J-NLR is a Python library for non-linear reconciliation, learning, and geometric analysis on constraint manifolds. Built on JAX, it leverages automatic differentiation and GPU/TPU acceleration to efficiently project predicted values onto surfaces defined by implicit constraints \(f(z) = 0\).

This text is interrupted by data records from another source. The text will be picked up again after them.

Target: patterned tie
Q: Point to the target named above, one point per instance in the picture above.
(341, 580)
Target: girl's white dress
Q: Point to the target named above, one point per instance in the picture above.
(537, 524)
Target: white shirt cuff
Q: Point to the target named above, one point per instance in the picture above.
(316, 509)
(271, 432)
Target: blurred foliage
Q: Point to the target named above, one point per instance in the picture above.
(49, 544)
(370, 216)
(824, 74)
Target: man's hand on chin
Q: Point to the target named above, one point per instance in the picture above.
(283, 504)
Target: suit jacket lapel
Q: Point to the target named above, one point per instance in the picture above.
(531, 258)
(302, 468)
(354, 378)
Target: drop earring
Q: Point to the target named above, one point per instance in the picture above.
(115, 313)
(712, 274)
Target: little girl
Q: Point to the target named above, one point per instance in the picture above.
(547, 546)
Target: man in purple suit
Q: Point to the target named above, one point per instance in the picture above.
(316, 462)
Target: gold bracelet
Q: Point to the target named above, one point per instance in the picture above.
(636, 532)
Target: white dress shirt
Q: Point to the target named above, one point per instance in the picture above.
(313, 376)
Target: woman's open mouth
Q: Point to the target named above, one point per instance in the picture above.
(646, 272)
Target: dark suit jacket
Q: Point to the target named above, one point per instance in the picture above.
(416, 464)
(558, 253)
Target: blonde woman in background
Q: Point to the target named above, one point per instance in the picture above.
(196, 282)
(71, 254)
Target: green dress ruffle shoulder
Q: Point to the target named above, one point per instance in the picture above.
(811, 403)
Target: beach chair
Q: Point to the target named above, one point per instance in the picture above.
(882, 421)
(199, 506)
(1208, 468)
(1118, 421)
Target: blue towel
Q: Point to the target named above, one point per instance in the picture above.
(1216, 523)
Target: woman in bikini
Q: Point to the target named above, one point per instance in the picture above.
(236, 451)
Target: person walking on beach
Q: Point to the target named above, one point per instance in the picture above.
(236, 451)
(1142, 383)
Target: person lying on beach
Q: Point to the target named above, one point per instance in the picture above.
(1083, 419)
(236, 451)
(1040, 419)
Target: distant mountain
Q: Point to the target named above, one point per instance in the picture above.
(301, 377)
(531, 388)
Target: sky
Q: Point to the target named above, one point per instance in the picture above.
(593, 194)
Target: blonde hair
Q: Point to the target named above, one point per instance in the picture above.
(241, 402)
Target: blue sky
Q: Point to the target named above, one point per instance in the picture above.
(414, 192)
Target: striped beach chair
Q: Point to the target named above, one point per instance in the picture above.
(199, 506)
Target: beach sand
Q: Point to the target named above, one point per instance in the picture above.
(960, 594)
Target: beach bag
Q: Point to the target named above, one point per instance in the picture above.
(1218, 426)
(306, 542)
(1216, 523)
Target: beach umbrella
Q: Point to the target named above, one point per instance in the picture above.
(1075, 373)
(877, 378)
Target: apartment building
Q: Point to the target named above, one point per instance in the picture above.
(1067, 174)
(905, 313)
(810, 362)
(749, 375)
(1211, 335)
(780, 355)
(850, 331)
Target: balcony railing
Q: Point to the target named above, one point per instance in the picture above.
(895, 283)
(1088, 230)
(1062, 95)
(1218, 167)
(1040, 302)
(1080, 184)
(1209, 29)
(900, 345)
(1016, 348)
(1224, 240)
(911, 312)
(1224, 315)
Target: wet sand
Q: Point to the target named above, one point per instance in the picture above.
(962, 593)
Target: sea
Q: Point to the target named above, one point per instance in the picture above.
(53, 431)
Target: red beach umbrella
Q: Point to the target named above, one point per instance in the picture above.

Turntable preview: geodesics, meshes, projection, and sampling from the example notebooks

Example notebooks — geodesics, meshes, projection, and sampling (scripts/render_notebook_spin_reel.py)

Key Features

  • Non-linear Reconciliation: Multiple solvers (Augmented Lagrangian, curvature-aware Newton, vanilla projections) for projecting forecasts onto constraint manifolds
  • SHOULD Analysis: Curvature-based methods to determine when reconciliation is beneficial—verify if RMSE is guaranteed to reduce before applying corrections
  • Manifold Sampling: Sample from explicit (graph) or implicit manifolds using volume-weighted sampling, Latin hypercube, or Langevin dynamics on the constraint surface
  • Mesh Generation: Create triangulated meshes from explicit parameterizations for visualization and geodesic computation
  • Geodesics: Compute geodesic distances and shortest paths on manifolds via exact MMP algorithm or fast graph-based approximations; includes probabilistic scores like pointcloud geodesic distance
  • Visualization: Interactive 3D rendering of manifolds, projections, and geodesic paths with Plotly
  • JAX-native: Fully JIT-compiled and vectorized (vmap) for high-performance batch processing

API Documentation

Explore the full API reference:

  • Reconcile - Non-linear reconciliation solvers
  • Should - SHOULD analysis for curvature-based decision making
  • Stats - Statistical utilities
  • Curvature Utils - Curvature computation utilities

Installation

Install using uv package manager:

uv pip install -e .

Or with pip:

pip install jnlr

Citation

If you use JNLR in academic work, please cite the associated paper:

Lorenzo Nespoli, Anubhab Biswas, Roberto Rocchetta, and Vasco Medici.
"Nonlinear reconciliation: Error reduction theorems."
Transactions on Machine Learning Research (TMLR), 2026.
OpenReview: https://openreview.net/forum?id=dXRWuogm3J

BibTeX

@article{nespoli2026nonlinear_reconciliation,
  title   = {Nonlinear reconciliation: Error reduction theorems},
  author  = {Nespoli, Lorenzo and Biswas, Anubhab and Rocchetta, Roberto and Medici, Vasco},
  journal = {Transactions on Machine Learning Research},
  year    = {2026},
  url     = {https://openreview.net/forum?id=dXRWuogm3J},
  note    = {Accepted by TMLR}
}

Acknowledgements

This work has been funded by the Swiss State Secretariat for Education, Research and Innovation (SERI) under the Swiss contribution to the Horizon Europe projects DR-RISE (Horizon Europe, Grant Agreement No. 101104154) and REEFLEX (Horizon Europe, Grant Agreement No. 101096192).